Porém, os renomados investigadores consideram que a via judicial deve ser “uma das respostas” do Direito à crise climática, mas não a única. Outro mecanismo jurídico “bastante eficaz”, defendem, “é a inclusão de cláusulas climáticas em contratos comerciais”.

***

Parece-me temerária e de reduzida eficácia a via judicial, no TEDH ou no TIJ, para a resolução dos problemas ambientais, mormente no âmbito climático. Implica alterações legislativas nos Estados e nas organizações internacionais de Estados, a que se tem imprimido uma celeridade de caracol. Por sua vez, a via judicial nacional também é morosa e tem dificuldade em fazer cumprir as decisões dos tribunais, nomeadamente da parte de quem tem dinheiro e/ou poder.

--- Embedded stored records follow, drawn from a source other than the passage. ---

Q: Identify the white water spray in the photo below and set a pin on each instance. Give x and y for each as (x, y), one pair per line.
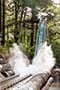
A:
(42, 62)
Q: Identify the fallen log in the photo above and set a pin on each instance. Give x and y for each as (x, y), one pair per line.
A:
(36, 82)
(48, 84)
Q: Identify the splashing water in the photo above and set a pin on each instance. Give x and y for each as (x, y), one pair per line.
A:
(44, 60)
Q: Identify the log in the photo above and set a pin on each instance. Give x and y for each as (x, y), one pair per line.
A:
(48, 84)
(36, 82)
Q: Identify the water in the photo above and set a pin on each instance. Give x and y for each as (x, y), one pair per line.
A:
(44, 60)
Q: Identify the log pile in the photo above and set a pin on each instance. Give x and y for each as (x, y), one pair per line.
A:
(40, 81)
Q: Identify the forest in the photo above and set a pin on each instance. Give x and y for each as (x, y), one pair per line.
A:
(19, 24)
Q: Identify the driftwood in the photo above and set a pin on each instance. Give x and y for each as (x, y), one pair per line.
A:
(48, 84)
(36, 82)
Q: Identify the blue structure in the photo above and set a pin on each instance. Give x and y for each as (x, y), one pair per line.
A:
(41, 35)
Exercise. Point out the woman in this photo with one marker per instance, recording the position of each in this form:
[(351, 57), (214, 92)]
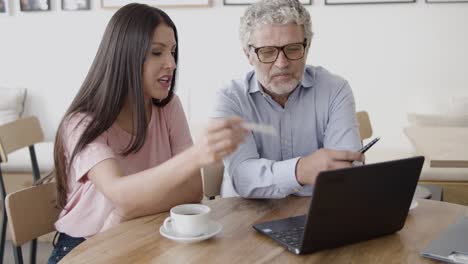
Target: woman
[(123, 149)]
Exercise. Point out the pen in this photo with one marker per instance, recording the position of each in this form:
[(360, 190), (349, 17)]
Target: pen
[(370, 144)]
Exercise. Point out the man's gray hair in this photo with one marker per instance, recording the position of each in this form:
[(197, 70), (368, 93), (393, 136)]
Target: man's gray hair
[(267, 12)]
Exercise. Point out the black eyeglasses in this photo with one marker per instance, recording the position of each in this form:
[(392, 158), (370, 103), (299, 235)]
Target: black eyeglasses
[(269, 54)]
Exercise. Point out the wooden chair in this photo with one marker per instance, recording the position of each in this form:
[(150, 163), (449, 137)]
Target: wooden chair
[(36, 203), (24, 132), (212, 175)]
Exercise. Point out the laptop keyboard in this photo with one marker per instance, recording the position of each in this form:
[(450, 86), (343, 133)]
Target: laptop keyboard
[(291, 237)]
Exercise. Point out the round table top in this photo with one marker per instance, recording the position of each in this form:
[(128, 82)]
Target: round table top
[(139, 240)]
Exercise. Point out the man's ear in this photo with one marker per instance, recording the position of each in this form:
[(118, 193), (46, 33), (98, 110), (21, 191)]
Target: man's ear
[(248, 55)]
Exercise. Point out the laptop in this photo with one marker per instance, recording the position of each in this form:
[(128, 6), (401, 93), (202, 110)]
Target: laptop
[(349, 206)]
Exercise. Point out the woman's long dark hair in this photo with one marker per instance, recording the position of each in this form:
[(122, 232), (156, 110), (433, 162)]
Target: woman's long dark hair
[(116, 73)]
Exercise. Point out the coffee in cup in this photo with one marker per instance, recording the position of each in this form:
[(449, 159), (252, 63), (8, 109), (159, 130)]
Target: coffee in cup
[(189, 219)]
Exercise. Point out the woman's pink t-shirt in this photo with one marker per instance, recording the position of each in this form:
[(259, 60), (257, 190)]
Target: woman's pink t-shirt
[(88, 211)]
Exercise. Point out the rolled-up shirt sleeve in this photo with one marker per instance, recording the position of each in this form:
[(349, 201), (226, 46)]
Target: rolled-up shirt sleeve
[(342, 130)]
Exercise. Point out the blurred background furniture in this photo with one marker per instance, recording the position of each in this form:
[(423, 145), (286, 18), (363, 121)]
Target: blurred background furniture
[(32, 212), (446, 152), (18, 134)]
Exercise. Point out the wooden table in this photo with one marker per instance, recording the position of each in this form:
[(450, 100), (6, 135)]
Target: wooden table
[(443, 146), (139, 241)]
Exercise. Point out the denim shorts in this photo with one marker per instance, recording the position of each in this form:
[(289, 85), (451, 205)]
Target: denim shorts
[(62, 246)]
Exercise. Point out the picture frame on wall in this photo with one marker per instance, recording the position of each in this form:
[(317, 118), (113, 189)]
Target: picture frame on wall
[(357, 2), (157, 3), (3, 7), (76, 5), (249, 2), (34, 5)]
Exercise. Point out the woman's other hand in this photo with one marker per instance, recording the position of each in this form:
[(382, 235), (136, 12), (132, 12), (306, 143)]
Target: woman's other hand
[(220, 138)]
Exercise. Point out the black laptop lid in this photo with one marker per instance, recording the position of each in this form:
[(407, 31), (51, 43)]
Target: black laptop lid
[(360, 203)]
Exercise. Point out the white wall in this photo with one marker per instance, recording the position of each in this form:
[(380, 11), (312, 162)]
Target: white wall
[(397, 57)]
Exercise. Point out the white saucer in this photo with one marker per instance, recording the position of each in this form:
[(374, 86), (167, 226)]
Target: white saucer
[(214, 229)]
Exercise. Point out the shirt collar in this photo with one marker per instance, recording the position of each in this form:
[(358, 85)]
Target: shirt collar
[(307, 80)]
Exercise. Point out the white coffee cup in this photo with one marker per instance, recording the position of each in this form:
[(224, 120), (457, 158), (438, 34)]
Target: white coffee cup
[(189, 219)]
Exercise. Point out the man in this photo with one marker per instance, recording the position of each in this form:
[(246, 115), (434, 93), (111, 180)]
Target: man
[(312, 110)]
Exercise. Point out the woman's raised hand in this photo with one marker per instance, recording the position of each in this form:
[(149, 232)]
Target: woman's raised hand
[(220, 138)]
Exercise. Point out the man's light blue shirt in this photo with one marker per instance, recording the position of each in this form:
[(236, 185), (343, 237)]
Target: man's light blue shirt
[(319, 113)]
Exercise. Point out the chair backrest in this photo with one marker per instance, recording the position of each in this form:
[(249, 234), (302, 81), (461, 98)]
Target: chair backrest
[(18, 134), (32, 212), (212, 175), (365, 128)]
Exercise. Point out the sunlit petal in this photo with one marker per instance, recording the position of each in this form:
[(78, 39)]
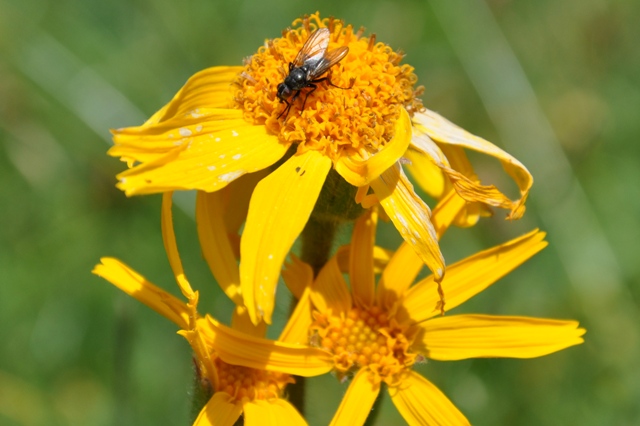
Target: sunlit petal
[(242, 322), (216, 245), (297, 276), (469, 277), (137, 286), (273, 412), (280, 207), (360, 172), (358, 401), (221, 410), (206, 161), (235, 347), (483, 336), (299, 323), (361, 269), (421, 403), (169, 239)]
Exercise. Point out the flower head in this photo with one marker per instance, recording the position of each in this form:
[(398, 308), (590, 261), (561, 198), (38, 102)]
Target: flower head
[(377, 333), (242, 371), (224, 123)]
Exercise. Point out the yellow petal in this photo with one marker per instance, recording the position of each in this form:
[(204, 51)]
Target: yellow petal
[(206, 161), (169, 239), (242, 322), (221, 410), (137, 286), (397, 277), (360, 172), (216, 246), (421, 403), (443, 131), (280, 207), (273, 412), (210, 88), (485, 336), (447, 211), (410, 215), (329, 291), (469, 277), (358, 401), (426, 174), (237, 196), (297, 275), (299, 323), (361, 270), (235, 347)]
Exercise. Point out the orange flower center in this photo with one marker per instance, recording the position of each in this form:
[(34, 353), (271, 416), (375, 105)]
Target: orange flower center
[(365, 338), (355, 118), (249, 383)]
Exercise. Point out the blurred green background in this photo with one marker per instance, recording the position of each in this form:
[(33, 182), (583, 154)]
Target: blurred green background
[(557, 84)]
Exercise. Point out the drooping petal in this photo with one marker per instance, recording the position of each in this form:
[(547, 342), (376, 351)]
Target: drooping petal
[(137, 286), (242, 322), (171, 247), (235, 347), (329, 291), (215, 243), (363, 240), (297, 275), (405, 265), (358, 401), (297, 328), (444, 132), (273, 412), (221, 410), (410, 215), (485, 336), (421, 403), (402, 270), (205, 159), (427, 175), (280, 207), (361, 172), (469, 277)]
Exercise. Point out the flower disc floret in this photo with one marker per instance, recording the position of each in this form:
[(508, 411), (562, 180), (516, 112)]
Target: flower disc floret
[(365, 338), (356, 117)]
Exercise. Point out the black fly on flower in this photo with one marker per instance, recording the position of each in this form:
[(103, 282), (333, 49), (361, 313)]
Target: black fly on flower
[(312, 61)]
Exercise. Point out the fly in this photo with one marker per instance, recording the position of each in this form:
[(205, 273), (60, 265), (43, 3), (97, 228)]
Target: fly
[(311, 62)]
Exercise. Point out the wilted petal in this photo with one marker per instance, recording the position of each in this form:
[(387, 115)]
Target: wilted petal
[(280, 207), (361, 172)]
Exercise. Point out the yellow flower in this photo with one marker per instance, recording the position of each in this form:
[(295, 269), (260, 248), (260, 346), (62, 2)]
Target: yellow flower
[(377, 333), (244, 372), (224, 123)]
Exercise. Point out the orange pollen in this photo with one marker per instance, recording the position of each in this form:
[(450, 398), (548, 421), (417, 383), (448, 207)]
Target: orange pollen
[(365, 338), (244, 383), (355, 118)]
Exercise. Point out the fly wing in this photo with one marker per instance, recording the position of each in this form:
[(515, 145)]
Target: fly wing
[(328, 60), (313, 49)]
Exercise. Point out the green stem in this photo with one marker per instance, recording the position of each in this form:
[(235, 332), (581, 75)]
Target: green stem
[(317, 241)]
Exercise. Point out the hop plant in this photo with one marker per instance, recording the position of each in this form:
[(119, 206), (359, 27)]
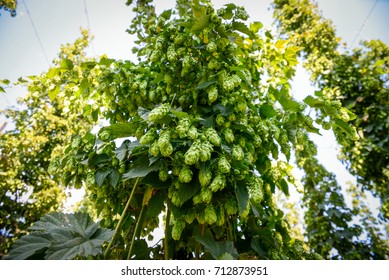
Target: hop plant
[(220, 215), (178, 227), (148, 137), (228, 135), (159, 112), (212, 136), (210, 214), (192, 132), (185, 175), (218, 183), (256, 189), (183, 127), (231, 206), (205, 175), (205, 149), (192, 155), (212, 94), (211, 47), (237, 152), (154, 149), (223, 165)]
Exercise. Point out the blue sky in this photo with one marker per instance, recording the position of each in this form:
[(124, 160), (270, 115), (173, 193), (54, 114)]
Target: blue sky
[(58, 22)]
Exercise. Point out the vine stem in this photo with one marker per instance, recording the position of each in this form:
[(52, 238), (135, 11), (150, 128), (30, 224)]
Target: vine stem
[(167, 234), (135, 231), (121, 219)]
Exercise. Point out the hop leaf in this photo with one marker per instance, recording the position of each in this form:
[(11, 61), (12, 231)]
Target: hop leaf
[(210, 214), (223, 165), (205, 175), (212, 94), (218, 183), (177, 229), (148, 137), (159, 112), (237, 152), (228, 135), (212, 136), (185, 174)]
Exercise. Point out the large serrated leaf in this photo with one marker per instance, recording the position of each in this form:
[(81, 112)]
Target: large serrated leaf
[(141, 168), (120, 130), (219, 249), (29, 245), (62, 236)]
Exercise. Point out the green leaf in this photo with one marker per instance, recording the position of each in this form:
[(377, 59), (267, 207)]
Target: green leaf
[(345, 127), (288, 104), (255, 26), (241, 27), (312, 102), (218, 249), (63, 236), (120, 130), (156, 205), (283, 185), (202, 85), (267, 111), (114, 177), (242, 196), (29, 245), (121, 152), (201, 19), (53, 93), (66, 64), (101, 174), (141, 168)]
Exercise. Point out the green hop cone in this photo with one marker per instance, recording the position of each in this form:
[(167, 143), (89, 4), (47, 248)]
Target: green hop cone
[(190, 216), (205, 175), (185, 175), (192, 132), (159, 112), (256, 190), (213, 137), (206, 150), (237, 152), (212, 94), (218, 183), (177, 229), (210, 214), (211, 47), (220, 215), (166, 150), (192, 155), (206, 195), (154, 149), (183, 127), (223, 165), (231, 206), (228, 135), (163, 174), (104, 135), (148, 137)]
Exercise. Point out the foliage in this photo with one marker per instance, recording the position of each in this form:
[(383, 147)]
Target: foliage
[(198, 134), (58, 236), (358, 81), (38, 129), (9, 6), (206, 137)]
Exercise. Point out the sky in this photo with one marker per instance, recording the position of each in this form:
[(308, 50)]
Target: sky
[(32, 39)]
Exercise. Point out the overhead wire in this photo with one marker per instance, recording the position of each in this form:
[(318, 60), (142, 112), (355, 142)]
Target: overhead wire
[(88, 24), (364, 23), (36, 33)]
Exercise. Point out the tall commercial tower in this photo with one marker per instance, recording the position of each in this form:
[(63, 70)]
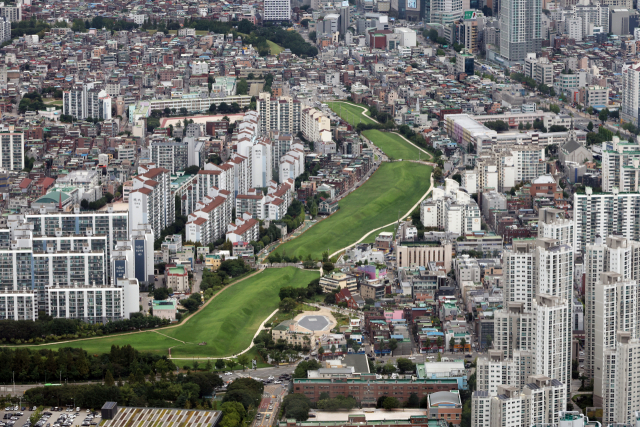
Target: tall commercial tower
[(277, 10), (282, 114), (630, 93), (605, 214), (445, 12), (615, 254), (520, 28)]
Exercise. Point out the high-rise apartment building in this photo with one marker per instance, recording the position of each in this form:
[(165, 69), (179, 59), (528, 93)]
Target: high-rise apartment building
[(620, 166), (615, 254), (520, 28), (5, 30), (630, 106), (277, 10), (98, 104), (112, 223), (615, 310), (554, 224), (445, 12), (603, 215), (150, 202), (12, 151), (540, 402), (170, 154), (281, 113), (12, 13)]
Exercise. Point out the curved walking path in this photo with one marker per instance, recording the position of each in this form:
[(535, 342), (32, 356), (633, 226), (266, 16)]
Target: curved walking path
[(387, 225), (146, 330), (260, 328)]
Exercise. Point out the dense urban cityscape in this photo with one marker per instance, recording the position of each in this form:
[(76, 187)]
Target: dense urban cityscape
[(318, 213)]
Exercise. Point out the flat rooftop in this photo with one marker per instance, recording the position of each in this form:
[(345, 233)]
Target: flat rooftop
[(161, 417), (376, 415)]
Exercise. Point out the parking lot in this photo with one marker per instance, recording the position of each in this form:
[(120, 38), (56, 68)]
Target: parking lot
[(51, 417)]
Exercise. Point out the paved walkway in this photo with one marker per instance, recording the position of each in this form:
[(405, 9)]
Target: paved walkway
[(323, 311), (387, 225), (149, 330)]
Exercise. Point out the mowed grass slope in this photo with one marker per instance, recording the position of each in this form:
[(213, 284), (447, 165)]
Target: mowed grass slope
[(352, 113), (227, 324), (393, 189), (394, 146)]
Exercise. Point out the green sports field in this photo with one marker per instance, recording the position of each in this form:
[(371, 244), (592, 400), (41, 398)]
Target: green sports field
[(227, 324), (392, 190), (352, 113), (395, 146)]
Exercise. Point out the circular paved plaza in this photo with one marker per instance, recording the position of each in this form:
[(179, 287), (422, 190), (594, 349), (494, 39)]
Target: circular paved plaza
[(314, 323)]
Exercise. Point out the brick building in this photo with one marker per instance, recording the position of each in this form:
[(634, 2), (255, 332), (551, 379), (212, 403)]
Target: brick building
[(366, 389)]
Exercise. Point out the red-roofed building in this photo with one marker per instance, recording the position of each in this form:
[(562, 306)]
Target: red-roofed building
[(244, 229)]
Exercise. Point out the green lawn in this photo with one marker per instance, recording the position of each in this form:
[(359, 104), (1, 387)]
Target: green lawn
[(394, 146), (372, 237), (352, 113), (227, 324), (393, 189)]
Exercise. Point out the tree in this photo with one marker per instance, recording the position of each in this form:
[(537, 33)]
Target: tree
[(108, 379), (390, 403), (230, 363), (243, 360)]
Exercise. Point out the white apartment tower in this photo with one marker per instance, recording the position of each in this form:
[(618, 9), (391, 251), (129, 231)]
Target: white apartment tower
[(12, 151), (281, 114), (616, 311), (277, 10), (605, 214), (445, 12), (620, 166), (520, 28), (630, 93), (614, 254)]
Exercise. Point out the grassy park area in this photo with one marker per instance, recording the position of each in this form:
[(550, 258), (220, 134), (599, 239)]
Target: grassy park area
[(395, 146), (352, 113), (227, 324), (392, 190)]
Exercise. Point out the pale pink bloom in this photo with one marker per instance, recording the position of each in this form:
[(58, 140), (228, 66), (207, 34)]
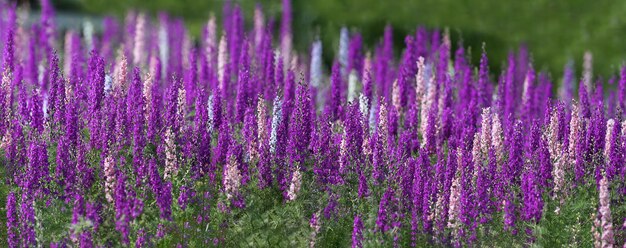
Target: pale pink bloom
[(140, 41), (576, 130), (420, 88), (67, 55), (171, 161), (395, 96), (526, 88), (605, 214), (352, 85), (222, 61), (383, 125)]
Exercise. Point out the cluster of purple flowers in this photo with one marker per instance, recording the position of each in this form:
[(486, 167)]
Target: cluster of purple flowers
[(135, 117)]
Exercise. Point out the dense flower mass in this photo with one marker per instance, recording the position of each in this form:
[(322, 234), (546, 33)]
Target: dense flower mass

Também é injusto, em minha opinião, punir uns países e outros ficarem isentos de punição, quando os problemas climáticos são globais e têm de ser atacados em rede, e quando o TEDH e o TIJ não são cabazes de punir os grandes lóbis que zelam os poderosos interesses instalados em todo o Mundo, a começar pelos países mais pobres e/ou mais dependentes.

É, no entanto, urgente combater as alterações climáticas e zelar pela preservação do planeta, todos cumprindo a sua parte. Porém, embora se compreenda e aceite a revolta das novas gerações por verem o seu futuro ameaçado, não lhes é lícito protagonizar ações que, em vez de intensificarem a ação climática, a descredibilizam. Refiro-me à aderência (tipo birra) a instalações, à exigência de demissões de governantes, a ataques pessoais, alguns deles exóticos. Em alguns casos, há falta de coerência. Por exemplo, não querem os combustíveis de origem fóssil, mas não dispensam o carro ou a moto e usam os plásticos.   

E imaginem a hecatombe histórica, se nós quiséssemos fazer um juízo, ainda que meramente histórico (mas com algumas consequências), sobre os desleixos dos nossos antepassados, que nos dificultaram o presente, com surtos de fome, de peste e de guerras (as guerras são o elemento mais danoso para o planeta)!